Sloths have a short end in many ways. Who wants to be named after a deadly crime? Nor is it merely an English quirk to call them “sloths”; Other languages have names around terms like “lazy”, “slow” and “sleep”. The three-toed sloth’s scientific name, Bradypus, means “slow feet” in Greek. Only their cute, slightly confused looks worthy of an Internet meme can save them from being written off as completely useless.
But sloths are much more than just small bags of laziness. Here’s a fact about sloths to change their bizarre lethargy in the animal kingdom.
Another level of camouflage for the sloth is the coating of algae which it cultivates in its fur. These symbiotic organisms find the moist and warm environment of sloth hide perfect for growth. Normally, being slimed by algae is something to be avoided. For the sloth, however, it is a happy relationship.

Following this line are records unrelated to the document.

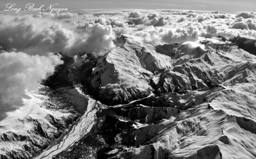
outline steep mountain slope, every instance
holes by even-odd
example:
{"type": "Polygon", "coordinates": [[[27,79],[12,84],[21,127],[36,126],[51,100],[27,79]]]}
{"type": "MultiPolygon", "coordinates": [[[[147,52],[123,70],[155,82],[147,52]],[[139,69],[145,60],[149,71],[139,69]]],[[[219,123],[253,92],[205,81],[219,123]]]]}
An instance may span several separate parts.
{"type": "Polygon", "coordinates": [[[99,128],[56,158],[256,158],[255,56],[210,42],[134,48],[96,60],[93,96],[119,105],[102,107],[99,128]]]}

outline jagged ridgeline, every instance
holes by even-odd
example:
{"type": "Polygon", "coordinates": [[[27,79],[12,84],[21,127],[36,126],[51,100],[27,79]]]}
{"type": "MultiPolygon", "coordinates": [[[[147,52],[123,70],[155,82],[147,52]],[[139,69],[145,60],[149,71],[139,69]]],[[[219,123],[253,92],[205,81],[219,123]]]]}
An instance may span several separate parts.
{"type": "Polygon", "coordinates": [[[125,39],[77,68],[84,93],[100,102],[91,99],[92,125],[85,113],[38,158],[255,158],[255,52],[239,40],[153,47],[125,39]]]}
{"type": "MultiPolygon", "coordinates": [[[[127,23],[166,25],[145,17],[130,13],[127,23]]],[[[256,41],[189,32],[157,44],[119,33],[103,36],[111,49],[55,54],[63,63],[30,93],[33,110],[1,128],[0,158],[256,158],[256,41]]]]}

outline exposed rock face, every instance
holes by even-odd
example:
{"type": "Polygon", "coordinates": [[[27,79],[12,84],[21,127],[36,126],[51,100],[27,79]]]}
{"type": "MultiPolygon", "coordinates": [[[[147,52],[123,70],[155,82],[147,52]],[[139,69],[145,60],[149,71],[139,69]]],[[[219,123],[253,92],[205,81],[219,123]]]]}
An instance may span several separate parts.
{"type": "Polygon", "coordinates": [[[56,157],[256,158],[256,57],[232,44],[156,50],[124,44],[95,62],[90,86],[109,106],[99,128],[56,157]]]}
{"type": "Polygon", "coordinates": [[[91,93],[110,105],[146,97],[153,90],[150,79],[154,73],[170,68],[170,60],[145,47],[125,45],[115,48],[97,61],[87,77],[91,93]]]}
{"type": "Polygon", "coordinates": [[[256,158],[256,56],[230,43],[115,42],[67,59],[40,91],[50,110],[3,133],[1,158],[256,158]]]}

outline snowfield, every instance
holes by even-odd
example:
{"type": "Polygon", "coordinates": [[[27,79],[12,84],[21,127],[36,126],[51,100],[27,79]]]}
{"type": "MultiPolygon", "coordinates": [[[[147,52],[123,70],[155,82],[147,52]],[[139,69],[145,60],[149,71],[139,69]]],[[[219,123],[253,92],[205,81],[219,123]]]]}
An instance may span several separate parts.
{"type": "Polygon", "coordinates": [[[0,158],[256,158],[256,13],[0,20],[0,158]]]}

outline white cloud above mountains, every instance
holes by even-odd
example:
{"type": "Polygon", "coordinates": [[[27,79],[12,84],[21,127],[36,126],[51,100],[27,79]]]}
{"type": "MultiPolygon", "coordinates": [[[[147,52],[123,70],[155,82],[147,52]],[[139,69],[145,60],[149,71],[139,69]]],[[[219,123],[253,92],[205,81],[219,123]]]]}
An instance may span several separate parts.
{"type": "Polygon", "coordinates": [[[128,43],[153,45],[218,36],[256,39],[255,24],[255,14],[246,12],[236,15],[143,10],[97,16],[73,13],[2,14],[0,45],[5,49],[0,53],[0,99],[12,104],[25,96],[25,90],[36,89],[38,82],[52,74],[55,66],[62,62],[51,52],[62,52],[70,56],[106,52],[115,47],[113,40],[122,34],[128,37],[128,43]]]}
{"type": "Polygon", "coordinates": [[[1,53],[0,106],[20,106],[26,91],[36,89],[38,82],[52,75],[55,66],[62,63],[60,57],[52,54],[30,56],[23,52],[1,53]]]}

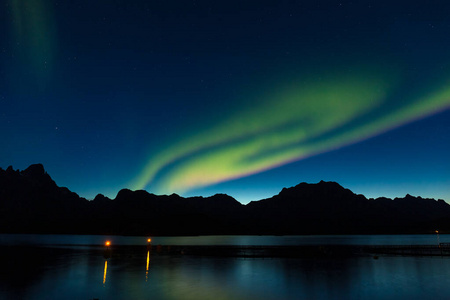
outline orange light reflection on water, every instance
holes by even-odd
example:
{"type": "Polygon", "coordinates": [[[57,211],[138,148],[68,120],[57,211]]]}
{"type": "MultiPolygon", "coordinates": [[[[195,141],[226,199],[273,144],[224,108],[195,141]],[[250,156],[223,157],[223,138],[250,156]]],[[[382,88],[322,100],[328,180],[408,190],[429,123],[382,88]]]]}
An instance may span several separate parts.
{"type": "Polygon", "coordinates": [[[145,268],[145,281],[148,280],[148,265],[150,263],[150,250],[147,251],[147,266],[145,268]]]}
{"type": "Polygon", "coordinates": [[[106,282],[106,271],[108,270],[108,261],[105,260],[105,270],[103,271],[103,284],[106,282]]]}

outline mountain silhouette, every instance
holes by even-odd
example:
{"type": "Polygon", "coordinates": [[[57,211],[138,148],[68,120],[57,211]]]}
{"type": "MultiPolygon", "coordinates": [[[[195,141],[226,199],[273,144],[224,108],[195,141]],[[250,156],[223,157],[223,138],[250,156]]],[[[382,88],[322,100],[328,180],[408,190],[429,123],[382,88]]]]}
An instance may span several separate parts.
{"type": "Polygon", "coordinates": [[[335,182],[300,183],[243,205],[225,194],[183,198],[120,190],[92,201],[35,164],[0,168],[0,232],[122,235],[374,234],[450,231],[450,205],[406,195],[367,199],[335,182]]]}

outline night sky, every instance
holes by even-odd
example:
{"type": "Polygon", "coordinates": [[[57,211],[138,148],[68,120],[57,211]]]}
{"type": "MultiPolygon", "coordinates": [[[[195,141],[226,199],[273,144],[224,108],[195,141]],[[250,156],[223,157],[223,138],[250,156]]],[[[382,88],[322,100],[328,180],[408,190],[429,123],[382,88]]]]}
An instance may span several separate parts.
{"type": "Polygon", "coordinates": [[[3,169],[88,199],[450,202],[450,1],[0,3],[3,169]]]}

Sloth hair is long, rough, and grooved in such a way as to encourage the presence of bacteria and algae. The algae gives sloths a terrific disguise by turning them green, which makes them harder to spot against the green leaves in which they live. One of the first gifts that mother sloths give their babies is the algae that will hide them from predators. So close is this relationship that the most common type of algae found on sloths, Trichophilus welckeri, is found nowhere else in nature.
With an algal bloom on their back, spotting a sloth is like trying to find a needle in a haystack . . . when the needle is hidden inside a piece of hay.